Not to be confused with its cousin, squirrel corn
Some type of anemone, judging from foliage
Trilliums are ready to pop
Gay-wings: the first time I’ve seen these flowers, and they were so tiny and close to the ground that I almost missed them. In fact, I couldn’t see them distinctly until I looked at the photo and searched online. [By the way, if you Google this, be sure to add “wildflower”.]
I kept an eye over my shoulder as Bluff Mountain got smaller yet still dominated the line of mountains. I wondered what it would feel like to hike southbound and see that peak looming.
Where are we? At Garenflo Gap. If our car was here we’d be done. But 6.6 miles to go.
Jim always seems to be patiently waiting for me. His pace is naturally faster than mine, but I don’t feel the push to keep up.
Deer Park Mountain Shelter, built on a former homesite near Gragg Gap, is .2 miles to the right of the trail but the campsite area is about 10 steps to the left. We took a real rest break there and put our feet up. A few dozen yards past it we noticed two headstones (former residents of the homesite?) for whom Gragg Gap are presumably named.
George W. Gragg “departed but not forgotten”
Eva Gragg “absent, not dead." Her headstone's death date is 17 years earlier, 1949, hand carved, perhaps by George?

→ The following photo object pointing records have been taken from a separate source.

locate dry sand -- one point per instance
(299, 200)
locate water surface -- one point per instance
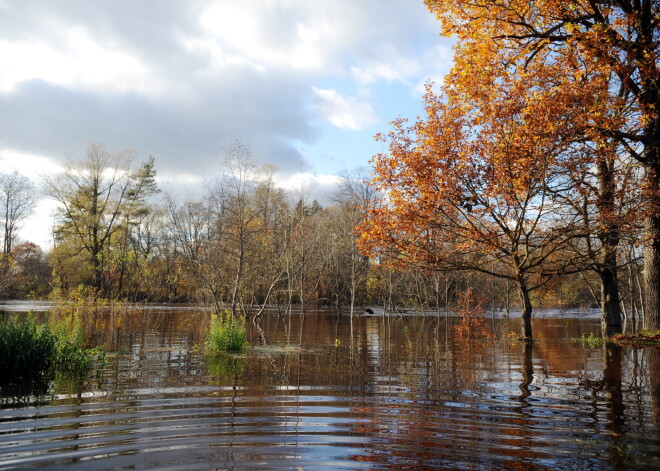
(317, 392)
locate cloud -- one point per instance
(343, 112)
(180, 80)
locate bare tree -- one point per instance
(18, 199)
(95, 194)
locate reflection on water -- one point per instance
(321, 392)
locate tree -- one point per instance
(569, 43)
(97, 195)
(18, 198)
(33, 274)
(466, 188)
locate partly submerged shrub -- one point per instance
(226, 333)
(28, 349)
(592, 341)
(471, 323)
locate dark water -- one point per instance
(317, 392)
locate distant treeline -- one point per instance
(243, 244)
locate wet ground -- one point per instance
(317, 392)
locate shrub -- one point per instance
(25, 349)
(226, 333)
(471, 323)
(28, 349)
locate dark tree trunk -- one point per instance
(610, 305)
(652, 272)
(525, 307)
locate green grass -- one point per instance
(28, 349)
(592, 341)
(226, 333)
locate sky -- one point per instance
(305, 84)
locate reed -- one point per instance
(226, 333)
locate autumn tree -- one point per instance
(567, 43)
(466, 188)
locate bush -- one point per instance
(25, 349)
(226, 333)
(28, 349)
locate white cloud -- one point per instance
(344, 112)
(31, 165)
(81, 62)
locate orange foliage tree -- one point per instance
(468, 187)
(569, 42)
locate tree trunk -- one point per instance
(610, 305)
(525, 307)
(652, 271)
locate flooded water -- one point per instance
(317, 392)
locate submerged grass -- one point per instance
(591, 341)
(29, 349)
(642, 338)
(226, 333)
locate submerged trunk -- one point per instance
(652, 272)
(525, 308)
(610, 305)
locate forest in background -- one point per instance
(242, 245)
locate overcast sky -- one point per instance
(306, 84)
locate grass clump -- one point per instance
(226, 333)
(28, 349)
(592, 341)
(642, 338)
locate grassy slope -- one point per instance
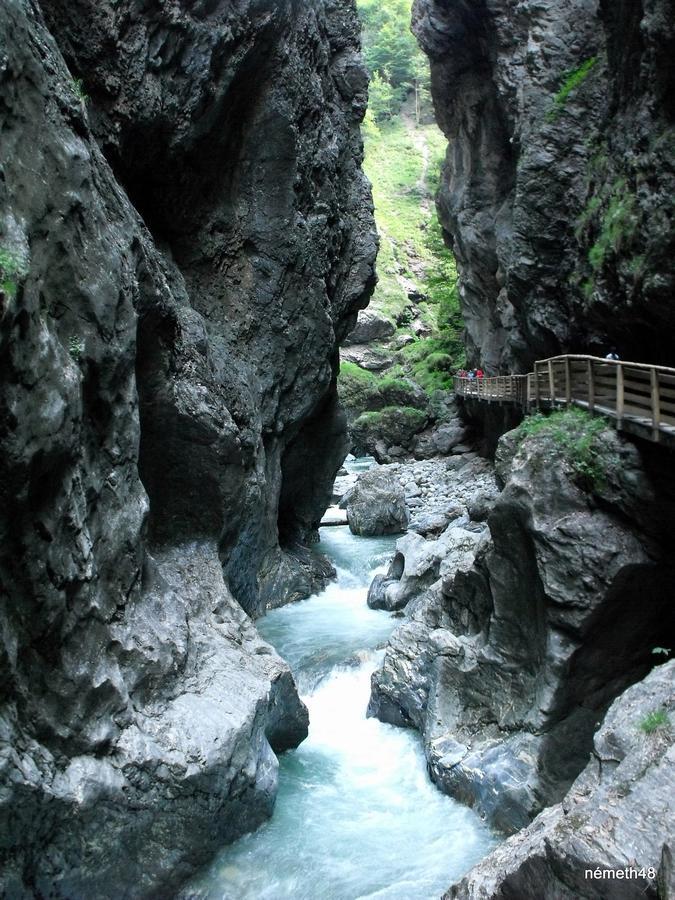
(403, 162)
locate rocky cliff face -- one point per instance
(557, 195)
(185, 236)
(615, 819)
(517, 639)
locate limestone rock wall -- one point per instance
(185, 236)
(508, 661)
(557, 194)
(616, 816)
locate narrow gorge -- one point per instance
(281, 616)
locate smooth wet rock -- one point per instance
(558, 115)
(520, 635)
(167, 377)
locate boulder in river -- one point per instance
(376, 505)
(508, 661)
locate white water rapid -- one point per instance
(356, 815)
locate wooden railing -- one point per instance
(639, 397)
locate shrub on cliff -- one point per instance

The 1,200-foot descent to the town of Hot Springs was switch- backed but relentless, not Jim’s favorite kind of hiking, unkind to the knees and feet. Seeing the buildings through the trees was incentive to keep pounding.

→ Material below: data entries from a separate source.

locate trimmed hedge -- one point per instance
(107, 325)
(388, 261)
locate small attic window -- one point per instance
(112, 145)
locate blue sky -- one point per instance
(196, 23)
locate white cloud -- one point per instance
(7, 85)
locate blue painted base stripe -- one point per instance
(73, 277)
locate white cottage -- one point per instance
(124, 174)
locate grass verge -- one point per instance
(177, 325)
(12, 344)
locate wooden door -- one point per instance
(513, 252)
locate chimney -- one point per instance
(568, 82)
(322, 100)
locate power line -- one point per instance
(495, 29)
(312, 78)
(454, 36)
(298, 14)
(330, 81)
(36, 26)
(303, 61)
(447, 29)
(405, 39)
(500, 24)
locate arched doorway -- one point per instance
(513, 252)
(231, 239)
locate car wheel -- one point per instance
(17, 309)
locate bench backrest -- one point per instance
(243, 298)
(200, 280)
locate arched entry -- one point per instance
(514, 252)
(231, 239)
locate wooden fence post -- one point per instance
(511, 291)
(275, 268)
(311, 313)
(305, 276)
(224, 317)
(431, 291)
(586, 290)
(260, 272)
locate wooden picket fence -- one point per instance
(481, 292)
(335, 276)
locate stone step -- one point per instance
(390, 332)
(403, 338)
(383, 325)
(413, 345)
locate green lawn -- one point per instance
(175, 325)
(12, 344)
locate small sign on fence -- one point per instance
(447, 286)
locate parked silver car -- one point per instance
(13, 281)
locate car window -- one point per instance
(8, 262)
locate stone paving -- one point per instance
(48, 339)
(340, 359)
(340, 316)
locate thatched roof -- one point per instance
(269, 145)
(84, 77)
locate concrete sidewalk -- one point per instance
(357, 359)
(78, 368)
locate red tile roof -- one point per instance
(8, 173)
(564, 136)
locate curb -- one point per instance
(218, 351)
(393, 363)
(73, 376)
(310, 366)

The trail follows Bridge Street though the heart of Hot Springs and to our parked car. Although we didn’t see our young’un friends, the town was bustling with thru-hikers eating, resting and gearing up to get back on the trail. At Spring Creek Tavern I enjoyed possibly the best cheesesteak sandwich of my hiking career. As we ate, we overheard a table of thru-hikers ordering a round of mimosas to celebrate their progress and we quietly told our server to put them on our tab.
Remember, trail angels are everywhere.